Protein expression of Ki67, MCM4 and TYMS in the IHC discovery cohort

For AC in the IHC discovery cohort, the protein expression could be evaluated for Ki67 in all 131 cases, for MCM4 in 129 cases and for TYMS in 120 cases. For Ki67, a cut-off of > 10% positive tumor cells most clearly identified prognostic groups in the OS analysis (log rank p-value 0.014) among the AC cases and was therefore chosen for identification of samples with a low or high expression (Fig 3A).
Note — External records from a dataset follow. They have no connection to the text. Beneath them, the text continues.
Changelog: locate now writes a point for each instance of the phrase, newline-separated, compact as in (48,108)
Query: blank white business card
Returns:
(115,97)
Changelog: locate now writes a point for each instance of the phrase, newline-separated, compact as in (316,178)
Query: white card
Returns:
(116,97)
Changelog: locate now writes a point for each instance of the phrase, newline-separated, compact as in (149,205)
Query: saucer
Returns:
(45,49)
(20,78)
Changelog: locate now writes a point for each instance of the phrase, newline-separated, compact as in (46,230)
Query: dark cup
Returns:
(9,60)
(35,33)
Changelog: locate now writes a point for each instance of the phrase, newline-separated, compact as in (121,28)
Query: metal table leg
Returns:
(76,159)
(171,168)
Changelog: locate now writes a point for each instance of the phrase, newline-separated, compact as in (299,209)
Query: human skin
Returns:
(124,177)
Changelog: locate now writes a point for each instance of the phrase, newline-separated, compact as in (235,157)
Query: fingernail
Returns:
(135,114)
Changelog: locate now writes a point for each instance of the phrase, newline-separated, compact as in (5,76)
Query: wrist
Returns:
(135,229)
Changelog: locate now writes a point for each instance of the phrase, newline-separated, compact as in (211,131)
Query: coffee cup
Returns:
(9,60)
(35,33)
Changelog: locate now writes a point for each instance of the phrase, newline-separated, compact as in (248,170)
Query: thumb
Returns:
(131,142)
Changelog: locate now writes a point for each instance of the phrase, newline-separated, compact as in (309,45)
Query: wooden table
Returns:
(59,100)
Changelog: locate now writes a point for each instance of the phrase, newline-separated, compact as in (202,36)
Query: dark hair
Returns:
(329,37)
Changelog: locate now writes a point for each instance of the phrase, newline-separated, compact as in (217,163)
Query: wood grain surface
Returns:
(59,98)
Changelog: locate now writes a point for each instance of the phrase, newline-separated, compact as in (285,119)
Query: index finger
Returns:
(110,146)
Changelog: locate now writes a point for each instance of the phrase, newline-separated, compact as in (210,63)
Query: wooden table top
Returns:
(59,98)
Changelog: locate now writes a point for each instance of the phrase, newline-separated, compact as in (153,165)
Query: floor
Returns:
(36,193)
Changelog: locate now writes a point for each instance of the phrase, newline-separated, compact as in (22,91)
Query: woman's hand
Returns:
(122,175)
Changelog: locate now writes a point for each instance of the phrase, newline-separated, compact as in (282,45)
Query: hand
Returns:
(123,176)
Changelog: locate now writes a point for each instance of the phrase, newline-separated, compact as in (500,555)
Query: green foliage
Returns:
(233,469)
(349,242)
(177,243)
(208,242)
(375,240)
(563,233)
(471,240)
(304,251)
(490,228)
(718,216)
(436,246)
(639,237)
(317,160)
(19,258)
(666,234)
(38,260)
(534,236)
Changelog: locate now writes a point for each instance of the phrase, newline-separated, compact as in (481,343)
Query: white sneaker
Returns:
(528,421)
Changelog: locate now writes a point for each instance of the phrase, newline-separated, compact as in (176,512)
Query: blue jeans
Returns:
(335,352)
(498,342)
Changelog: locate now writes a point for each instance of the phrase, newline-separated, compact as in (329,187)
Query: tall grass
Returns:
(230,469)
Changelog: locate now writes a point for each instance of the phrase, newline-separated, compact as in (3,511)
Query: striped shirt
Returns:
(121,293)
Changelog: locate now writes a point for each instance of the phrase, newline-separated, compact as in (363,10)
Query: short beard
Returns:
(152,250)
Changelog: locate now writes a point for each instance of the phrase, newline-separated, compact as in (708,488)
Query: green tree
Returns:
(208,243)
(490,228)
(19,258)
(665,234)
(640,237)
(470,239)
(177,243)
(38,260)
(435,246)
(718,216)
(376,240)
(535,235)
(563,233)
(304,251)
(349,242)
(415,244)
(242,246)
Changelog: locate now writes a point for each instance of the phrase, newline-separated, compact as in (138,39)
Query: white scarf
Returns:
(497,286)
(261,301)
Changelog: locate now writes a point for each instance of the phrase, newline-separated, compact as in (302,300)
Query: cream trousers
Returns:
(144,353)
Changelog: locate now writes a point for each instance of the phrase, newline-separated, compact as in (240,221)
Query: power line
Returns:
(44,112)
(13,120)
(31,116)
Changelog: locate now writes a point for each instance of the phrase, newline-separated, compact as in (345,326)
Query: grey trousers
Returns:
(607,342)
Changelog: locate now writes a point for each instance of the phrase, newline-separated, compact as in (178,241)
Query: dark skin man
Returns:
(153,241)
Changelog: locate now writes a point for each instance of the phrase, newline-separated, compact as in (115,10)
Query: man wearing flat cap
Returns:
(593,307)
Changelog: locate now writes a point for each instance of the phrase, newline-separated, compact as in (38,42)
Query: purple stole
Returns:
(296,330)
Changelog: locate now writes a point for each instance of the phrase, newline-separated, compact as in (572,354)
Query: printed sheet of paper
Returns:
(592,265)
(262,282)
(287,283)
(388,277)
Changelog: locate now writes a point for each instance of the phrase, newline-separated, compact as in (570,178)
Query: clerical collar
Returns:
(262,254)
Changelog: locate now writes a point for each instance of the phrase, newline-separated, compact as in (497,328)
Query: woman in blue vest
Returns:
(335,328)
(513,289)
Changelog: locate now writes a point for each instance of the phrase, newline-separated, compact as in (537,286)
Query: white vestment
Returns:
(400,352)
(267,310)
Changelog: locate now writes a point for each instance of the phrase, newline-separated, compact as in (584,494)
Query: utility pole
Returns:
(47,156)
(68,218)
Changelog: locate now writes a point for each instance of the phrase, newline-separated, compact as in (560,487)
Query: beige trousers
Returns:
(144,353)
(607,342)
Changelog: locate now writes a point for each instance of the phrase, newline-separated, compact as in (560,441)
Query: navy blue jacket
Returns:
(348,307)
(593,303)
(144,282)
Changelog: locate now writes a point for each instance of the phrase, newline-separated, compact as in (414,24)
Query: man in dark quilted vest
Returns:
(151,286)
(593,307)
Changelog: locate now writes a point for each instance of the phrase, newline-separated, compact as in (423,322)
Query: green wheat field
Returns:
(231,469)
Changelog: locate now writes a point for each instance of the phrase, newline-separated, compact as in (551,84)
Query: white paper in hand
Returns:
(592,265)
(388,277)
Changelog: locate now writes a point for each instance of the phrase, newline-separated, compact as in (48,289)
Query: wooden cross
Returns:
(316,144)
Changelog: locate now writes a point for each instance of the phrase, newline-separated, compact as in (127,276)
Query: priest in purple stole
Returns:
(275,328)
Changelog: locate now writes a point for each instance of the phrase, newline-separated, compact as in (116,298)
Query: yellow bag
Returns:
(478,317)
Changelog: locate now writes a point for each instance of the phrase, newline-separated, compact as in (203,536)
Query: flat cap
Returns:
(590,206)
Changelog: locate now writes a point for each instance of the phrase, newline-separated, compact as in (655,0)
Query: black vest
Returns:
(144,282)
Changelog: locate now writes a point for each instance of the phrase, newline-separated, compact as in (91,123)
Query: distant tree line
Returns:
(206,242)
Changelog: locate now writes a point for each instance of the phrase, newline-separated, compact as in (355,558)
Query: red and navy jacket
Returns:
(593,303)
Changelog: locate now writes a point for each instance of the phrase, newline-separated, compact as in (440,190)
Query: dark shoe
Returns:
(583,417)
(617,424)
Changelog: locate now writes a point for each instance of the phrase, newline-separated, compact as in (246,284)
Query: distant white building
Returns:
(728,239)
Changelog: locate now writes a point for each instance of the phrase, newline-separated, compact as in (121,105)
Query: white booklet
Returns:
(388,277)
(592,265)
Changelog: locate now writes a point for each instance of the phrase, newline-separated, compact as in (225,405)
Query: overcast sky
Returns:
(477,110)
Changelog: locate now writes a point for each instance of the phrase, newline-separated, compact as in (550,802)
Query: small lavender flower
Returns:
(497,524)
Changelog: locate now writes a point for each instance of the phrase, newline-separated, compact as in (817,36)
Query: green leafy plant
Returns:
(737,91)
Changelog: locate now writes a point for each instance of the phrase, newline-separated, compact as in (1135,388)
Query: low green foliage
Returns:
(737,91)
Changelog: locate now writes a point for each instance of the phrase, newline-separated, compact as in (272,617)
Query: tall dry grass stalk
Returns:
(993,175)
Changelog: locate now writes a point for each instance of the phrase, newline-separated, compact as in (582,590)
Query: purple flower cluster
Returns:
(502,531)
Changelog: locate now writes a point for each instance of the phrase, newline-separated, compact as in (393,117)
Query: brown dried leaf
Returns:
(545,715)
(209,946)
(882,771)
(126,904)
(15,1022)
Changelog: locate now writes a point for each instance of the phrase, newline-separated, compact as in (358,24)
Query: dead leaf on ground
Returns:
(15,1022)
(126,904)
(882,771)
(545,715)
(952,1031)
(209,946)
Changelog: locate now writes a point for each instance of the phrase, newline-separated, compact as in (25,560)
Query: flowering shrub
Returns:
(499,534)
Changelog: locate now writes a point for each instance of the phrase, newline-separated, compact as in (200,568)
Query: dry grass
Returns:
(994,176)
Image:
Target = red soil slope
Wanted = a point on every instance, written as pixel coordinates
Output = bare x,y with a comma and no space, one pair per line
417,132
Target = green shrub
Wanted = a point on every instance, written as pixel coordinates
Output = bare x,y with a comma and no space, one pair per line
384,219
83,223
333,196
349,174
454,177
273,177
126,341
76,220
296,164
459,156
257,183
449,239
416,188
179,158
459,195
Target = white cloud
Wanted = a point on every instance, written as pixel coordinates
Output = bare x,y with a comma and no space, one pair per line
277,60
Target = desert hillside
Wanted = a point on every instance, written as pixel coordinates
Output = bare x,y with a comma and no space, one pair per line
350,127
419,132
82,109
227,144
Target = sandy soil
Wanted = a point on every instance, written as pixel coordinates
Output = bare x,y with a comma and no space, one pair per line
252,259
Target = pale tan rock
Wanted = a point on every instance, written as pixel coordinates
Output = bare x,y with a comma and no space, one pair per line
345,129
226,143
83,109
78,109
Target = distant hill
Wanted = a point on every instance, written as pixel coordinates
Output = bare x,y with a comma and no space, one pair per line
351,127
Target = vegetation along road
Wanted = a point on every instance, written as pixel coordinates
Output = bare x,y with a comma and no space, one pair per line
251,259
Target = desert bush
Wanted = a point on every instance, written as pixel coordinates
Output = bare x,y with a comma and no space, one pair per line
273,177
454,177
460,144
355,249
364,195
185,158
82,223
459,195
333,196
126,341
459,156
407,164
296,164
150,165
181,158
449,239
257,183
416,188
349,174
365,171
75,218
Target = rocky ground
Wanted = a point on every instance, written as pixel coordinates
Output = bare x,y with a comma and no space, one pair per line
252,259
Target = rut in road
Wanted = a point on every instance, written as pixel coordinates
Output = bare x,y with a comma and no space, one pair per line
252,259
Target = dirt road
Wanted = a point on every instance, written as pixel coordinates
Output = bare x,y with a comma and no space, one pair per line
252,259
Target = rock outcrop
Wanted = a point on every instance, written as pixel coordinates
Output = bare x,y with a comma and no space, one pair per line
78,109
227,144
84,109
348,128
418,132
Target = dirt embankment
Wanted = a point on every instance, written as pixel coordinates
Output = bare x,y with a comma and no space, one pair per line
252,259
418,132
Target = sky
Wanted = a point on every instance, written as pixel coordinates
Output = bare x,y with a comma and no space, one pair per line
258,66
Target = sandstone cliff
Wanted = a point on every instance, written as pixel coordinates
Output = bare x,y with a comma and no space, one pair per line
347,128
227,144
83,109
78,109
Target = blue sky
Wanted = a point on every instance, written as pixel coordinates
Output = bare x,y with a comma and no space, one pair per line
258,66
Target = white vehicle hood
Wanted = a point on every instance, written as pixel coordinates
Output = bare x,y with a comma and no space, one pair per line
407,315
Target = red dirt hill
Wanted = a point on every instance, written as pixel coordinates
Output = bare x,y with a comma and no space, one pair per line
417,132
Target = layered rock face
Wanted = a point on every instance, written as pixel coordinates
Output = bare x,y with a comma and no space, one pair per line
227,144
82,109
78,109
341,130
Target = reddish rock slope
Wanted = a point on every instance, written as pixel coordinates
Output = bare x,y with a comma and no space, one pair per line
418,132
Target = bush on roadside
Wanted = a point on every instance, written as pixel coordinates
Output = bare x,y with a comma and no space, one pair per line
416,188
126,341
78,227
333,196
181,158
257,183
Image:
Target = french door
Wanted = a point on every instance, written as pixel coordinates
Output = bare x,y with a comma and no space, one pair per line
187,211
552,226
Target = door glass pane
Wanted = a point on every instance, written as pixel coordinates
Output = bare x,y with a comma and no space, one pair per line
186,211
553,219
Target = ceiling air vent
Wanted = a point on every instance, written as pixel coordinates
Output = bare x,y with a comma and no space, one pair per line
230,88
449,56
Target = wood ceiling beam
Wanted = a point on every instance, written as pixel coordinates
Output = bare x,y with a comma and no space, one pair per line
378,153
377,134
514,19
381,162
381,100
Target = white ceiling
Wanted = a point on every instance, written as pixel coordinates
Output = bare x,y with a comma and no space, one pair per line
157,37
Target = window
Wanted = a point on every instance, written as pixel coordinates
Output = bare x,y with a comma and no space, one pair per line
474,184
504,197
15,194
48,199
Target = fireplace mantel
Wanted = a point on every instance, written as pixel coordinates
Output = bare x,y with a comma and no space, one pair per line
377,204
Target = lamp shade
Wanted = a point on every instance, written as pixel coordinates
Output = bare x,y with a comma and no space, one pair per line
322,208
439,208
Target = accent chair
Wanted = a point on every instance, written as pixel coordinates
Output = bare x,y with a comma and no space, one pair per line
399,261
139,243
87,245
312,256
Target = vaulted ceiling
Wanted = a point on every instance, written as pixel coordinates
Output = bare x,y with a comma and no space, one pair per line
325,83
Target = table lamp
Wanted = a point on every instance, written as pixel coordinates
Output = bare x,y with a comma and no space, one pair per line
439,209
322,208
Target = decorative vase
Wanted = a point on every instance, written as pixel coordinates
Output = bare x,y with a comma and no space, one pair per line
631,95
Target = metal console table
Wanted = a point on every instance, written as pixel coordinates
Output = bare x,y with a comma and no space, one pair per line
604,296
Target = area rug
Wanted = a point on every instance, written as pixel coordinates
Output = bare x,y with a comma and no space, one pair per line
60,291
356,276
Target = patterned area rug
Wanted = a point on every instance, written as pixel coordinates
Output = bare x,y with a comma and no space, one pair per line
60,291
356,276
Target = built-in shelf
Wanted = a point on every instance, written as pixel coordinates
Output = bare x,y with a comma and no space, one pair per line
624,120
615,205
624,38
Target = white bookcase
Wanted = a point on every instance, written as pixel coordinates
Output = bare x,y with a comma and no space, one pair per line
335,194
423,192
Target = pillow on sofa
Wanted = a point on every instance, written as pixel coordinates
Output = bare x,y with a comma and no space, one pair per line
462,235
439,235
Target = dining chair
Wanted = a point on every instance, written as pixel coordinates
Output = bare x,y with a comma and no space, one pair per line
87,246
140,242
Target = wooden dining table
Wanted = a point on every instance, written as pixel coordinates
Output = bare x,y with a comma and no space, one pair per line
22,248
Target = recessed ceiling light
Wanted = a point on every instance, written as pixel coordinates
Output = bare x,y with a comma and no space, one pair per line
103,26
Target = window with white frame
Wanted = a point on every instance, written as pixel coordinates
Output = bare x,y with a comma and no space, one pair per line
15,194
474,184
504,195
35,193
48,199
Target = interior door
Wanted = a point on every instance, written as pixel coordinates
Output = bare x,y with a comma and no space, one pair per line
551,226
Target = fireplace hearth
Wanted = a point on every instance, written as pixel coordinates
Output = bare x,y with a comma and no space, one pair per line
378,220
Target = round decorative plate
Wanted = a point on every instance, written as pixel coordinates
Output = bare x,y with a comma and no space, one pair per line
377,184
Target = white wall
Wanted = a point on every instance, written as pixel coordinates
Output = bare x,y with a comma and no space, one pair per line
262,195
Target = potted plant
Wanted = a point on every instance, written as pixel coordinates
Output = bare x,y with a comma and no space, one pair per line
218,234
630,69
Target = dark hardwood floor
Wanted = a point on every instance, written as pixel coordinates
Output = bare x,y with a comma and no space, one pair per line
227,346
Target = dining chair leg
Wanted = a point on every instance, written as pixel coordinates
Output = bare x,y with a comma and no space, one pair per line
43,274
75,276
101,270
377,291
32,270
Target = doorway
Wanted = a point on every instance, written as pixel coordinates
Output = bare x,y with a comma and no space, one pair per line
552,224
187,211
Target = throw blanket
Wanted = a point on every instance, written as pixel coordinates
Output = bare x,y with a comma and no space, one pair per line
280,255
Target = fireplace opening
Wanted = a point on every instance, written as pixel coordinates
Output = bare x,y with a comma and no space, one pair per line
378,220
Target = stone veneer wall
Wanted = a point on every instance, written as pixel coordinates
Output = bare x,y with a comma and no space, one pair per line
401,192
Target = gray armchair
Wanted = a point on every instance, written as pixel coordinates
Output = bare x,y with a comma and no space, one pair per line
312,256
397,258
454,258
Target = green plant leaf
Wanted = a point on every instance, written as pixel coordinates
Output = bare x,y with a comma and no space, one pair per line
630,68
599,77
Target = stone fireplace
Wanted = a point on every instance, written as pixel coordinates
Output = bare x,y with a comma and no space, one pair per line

By applying this cut-off, 74 AC cases (56%) were classified as having a high Ki67 protein expression. A cut-off of > 75% positive tumor cells was selected for MCM4 among the AC cases in the OS analysis (log rank p-value 0.0005), which resulted in 15 cases (12%) identified as having a high MCM4 expression (Fig 3B). For TYMS, a score (obtained by multiplying fraction and intensity, as further explained in Materials and Methods) of  > 2 points was chosen for identification of AC samples with a high TYMS expression in the OS analysis, which resulted in 19 cases (16%) classified as having a high expression of TYMS (Fig 3C), but was not statistically significant in the OS analysis (log rank p-value 0.055). The prognostic value of these cut-offs for Ki67, MCM4, and TYMS in the RFI-analysis are shown in S4 Fig.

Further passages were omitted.